I had 2 bottles given to me last week and agree with most of the above, the thing I didnt get was that it looks bad real bad for a lager, dishwashing water.
Is it an ale or a lager yeast?


----------



## jyo (3/5/11)

haysie said:


> I had 2 bottles given to me last week and agree with most of the above, the thing I didnt get was that it looks bad real bad for a lager, dishwashing water.
> Is it an ale or a lager yeast?



That's what I was thinking while drinking it. There was nothing 'Lager' about it.


----------



## Lord Raja Goomba I (3/5/11)

jyo said:


> That's what I was thinking while drinking it. There was nothing 'Lager' about it.



It would be like sinking S&W PA, and them calling it a lager and me wondering why it isn't clear and it is very fruity.

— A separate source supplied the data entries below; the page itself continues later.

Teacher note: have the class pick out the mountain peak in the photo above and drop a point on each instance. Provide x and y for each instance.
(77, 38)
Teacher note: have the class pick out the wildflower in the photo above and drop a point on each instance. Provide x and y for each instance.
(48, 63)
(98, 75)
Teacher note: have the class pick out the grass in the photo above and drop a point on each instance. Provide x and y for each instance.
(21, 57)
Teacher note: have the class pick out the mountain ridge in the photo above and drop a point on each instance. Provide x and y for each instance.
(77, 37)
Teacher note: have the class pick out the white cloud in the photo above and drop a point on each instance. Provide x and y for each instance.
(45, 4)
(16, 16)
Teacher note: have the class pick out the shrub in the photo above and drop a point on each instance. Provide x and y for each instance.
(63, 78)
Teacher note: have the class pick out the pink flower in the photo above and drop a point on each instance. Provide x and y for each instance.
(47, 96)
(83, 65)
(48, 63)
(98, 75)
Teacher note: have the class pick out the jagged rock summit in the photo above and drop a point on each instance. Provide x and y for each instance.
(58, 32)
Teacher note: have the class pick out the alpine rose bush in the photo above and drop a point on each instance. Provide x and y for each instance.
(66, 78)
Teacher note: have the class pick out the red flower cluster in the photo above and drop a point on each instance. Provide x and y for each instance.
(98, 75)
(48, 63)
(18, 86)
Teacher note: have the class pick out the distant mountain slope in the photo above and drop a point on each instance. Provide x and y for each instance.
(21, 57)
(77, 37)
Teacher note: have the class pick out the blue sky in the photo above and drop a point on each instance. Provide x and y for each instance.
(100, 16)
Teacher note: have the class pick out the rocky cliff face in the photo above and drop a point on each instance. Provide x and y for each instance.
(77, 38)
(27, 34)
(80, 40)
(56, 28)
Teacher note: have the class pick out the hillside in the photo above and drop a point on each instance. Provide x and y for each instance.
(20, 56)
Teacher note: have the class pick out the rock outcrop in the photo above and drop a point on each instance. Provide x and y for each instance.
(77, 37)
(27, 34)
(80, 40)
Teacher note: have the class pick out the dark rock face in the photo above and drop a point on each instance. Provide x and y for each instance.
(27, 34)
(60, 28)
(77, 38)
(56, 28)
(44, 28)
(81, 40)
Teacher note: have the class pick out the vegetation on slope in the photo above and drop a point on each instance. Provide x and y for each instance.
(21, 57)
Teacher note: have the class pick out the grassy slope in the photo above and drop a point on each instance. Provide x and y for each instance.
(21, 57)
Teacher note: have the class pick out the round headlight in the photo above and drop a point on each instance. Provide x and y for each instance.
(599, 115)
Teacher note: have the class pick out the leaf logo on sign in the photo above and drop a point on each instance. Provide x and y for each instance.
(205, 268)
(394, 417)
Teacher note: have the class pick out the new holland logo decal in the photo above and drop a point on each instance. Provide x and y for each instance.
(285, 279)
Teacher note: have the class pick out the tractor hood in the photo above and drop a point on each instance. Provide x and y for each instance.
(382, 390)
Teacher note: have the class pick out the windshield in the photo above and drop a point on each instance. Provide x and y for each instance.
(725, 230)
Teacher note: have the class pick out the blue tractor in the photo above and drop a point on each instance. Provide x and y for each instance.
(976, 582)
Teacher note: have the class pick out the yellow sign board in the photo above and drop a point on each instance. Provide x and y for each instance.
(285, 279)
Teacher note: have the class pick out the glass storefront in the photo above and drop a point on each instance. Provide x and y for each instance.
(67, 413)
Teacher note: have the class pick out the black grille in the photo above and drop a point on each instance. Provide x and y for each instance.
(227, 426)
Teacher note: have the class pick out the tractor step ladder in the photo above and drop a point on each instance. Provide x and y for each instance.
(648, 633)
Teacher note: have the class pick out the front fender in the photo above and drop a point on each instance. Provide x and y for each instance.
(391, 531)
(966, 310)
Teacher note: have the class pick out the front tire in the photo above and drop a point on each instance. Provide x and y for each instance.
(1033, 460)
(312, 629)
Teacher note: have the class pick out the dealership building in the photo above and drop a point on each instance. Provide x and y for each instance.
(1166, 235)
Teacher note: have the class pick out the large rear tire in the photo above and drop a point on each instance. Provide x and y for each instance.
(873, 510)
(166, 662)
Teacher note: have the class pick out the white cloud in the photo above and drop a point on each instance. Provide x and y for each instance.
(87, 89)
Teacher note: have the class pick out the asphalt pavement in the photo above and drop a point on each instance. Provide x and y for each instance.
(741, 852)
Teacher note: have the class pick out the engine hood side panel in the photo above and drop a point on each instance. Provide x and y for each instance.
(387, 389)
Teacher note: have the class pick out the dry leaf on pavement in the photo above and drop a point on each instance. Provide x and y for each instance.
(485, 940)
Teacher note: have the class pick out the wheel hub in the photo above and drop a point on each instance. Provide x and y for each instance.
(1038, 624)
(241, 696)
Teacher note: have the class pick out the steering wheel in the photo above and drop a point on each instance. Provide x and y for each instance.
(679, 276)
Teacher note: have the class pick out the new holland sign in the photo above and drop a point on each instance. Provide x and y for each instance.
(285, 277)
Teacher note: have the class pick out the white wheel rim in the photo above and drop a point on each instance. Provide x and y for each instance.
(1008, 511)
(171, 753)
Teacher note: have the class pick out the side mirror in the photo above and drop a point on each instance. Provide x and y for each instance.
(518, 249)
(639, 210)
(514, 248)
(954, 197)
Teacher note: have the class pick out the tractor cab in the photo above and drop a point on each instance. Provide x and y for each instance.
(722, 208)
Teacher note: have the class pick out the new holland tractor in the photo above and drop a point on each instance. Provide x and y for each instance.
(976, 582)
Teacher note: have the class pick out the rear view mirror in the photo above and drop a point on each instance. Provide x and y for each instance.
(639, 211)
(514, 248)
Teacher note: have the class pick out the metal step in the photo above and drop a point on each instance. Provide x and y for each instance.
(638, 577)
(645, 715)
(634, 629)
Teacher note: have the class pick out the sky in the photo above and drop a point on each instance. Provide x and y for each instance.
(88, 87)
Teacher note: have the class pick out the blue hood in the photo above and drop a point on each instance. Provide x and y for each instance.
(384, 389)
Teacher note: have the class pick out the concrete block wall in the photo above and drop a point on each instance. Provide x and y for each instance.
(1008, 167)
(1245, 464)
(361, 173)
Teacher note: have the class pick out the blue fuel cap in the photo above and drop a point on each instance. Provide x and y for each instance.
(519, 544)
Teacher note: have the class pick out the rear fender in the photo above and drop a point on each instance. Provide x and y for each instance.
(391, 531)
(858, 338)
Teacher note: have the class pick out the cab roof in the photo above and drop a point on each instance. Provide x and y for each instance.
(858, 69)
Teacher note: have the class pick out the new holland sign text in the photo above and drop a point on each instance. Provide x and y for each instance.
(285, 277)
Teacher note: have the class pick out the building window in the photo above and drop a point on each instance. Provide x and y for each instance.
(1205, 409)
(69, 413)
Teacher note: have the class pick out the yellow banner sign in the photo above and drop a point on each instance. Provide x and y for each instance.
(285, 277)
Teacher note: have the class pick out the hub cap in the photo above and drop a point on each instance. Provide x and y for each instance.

Got no issue with the beer, but it tastes like an ale, tastes like it was brewed at ale temps, therefore it is an ale (even if it were a lager yeast).

Goomba


----------



## wrath (3/5/11)

rude said:


> The orient watching the Nott girls go by then finally finished off at the MONK
> 
> Had quite a few of there beers when I got a free sample of I forget but ti was a bacon beer
> 
> ...




Rude,

I would hazard a guess at that beer being the monk's Rauch, not a bacon beer.


----------



## jyo (3/5/11)

Lord Raja Goomba I said:


> It would be like sinking S&W PA, and them calling it a lager and me wondering why it isn't clear and it is very fruity.
> 
> Got no issue with the beer, but it tastes like an ale, tastes like it was brewed at ale temps, therefore it is an ale (even if it were a lager yeast).
> 
> Goomba



Agree, there was definitely an underlying fruitiness to it.


----------